Protests are also being held outside the ride-hailing app’s offices in London, Nottingham and Birmingham.
Uber defended its pay record, saying it had rolled out numerous benefits for employees in the last few months.
The rallies are being organised by The United Private Hire Drivers (UPHD) branch of the Independent Workers Union of Great Britain (IWGB).
It is demanding a fare increase to £2 a mile, a reduction in commission paid by drivers to Uber, and an end to what it calls “unfair” driver deactivations.
The IWGB is also calling on Uber to honour an employment tribunal verdict in 2016 which rejected the ride-hailing app’s claim that drivers are self-employed and not entitled to minimum wage or paid holidays.
‘Respect the app picket line’
James Farrar, head of the UPHD branch, said “hundreds” are expected to join the strikes.
“If you look at social media feeds its viral at the moment. In the history of our union, I’ve never seen anything quite like it.”
Images of protests are being posted on social media. Additional police supervision was called to Uber’s London headquarters after several demonstrators tried to storm the building.
Deputy Labour leader Tom Watson was among those expressing support for the strike on Twitter. John McDonnell, the party’s shadow chancellor, also called on people to “respect the app picket line.”
An Uber spokesperson said the company stood by its pay record, adding that it had introduced sickness, injury, maternity and paternity protections “over the last few months.”

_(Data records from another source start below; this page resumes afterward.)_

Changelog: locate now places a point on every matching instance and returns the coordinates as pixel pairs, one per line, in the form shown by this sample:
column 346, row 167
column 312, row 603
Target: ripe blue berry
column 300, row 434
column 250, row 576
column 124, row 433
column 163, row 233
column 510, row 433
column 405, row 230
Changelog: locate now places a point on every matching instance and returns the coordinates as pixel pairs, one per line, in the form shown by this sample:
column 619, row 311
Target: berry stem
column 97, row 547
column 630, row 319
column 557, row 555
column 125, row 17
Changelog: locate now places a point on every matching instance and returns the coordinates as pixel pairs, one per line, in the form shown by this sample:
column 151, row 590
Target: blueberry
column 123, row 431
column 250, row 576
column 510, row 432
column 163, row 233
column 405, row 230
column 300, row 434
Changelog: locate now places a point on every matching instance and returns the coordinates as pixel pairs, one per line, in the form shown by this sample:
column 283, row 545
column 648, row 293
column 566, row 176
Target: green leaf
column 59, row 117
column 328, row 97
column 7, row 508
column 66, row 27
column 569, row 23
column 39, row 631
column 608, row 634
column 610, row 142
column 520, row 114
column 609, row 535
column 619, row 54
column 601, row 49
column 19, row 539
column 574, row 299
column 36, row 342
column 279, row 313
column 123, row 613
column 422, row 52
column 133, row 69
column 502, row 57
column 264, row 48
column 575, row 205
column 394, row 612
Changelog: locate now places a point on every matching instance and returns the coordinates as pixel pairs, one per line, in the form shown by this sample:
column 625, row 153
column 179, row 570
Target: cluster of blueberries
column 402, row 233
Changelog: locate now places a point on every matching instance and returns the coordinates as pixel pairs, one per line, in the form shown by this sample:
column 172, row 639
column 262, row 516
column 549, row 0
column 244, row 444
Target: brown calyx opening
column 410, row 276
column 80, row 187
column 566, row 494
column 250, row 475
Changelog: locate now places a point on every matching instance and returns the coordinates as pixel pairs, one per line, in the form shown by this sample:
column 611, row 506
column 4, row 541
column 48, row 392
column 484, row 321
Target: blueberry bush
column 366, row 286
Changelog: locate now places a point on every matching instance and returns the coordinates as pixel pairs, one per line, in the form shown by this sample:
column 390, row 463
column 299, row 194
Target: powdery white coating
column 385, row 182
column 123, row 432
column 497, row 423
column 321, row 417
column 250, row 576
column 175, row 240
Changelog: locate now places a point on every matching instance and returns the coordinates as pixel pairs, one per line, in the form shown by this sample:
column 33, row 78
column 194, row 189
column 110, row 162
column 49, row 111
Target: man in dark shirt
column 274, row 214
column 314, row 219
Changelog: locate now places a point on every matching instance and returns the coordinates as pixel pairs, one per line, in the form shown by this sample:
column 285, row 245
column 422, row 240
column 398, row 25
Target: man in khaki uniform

The firm did not say how the strikes would affect its service.
Tuesday’s walkout comes after strikes by employees of UberEats, McDonalds, Wetherspoons and TGI Fridays last week over pay disputes.
In a separate protest on the same day, 50 UberEats couriers, Uber drivers and supporters temporarily occupied the lobby of Uber’s London headquarters.
Uber was recently valued at $72bn, making it one of the most valuable privately held firms in the world.
But the company’s expansion into food delivery and bike sharing have eaten into recent earnings.
In August, the firm reported a 51% annual increase in income from its taxi app business, but adjusted losses in the previous three months were up by almost a third on the previous quarter.
Dara Khosrowshahi, Uber’s chief executive, said the company was “continuing to grow at an impressive rate for a business of our scale.”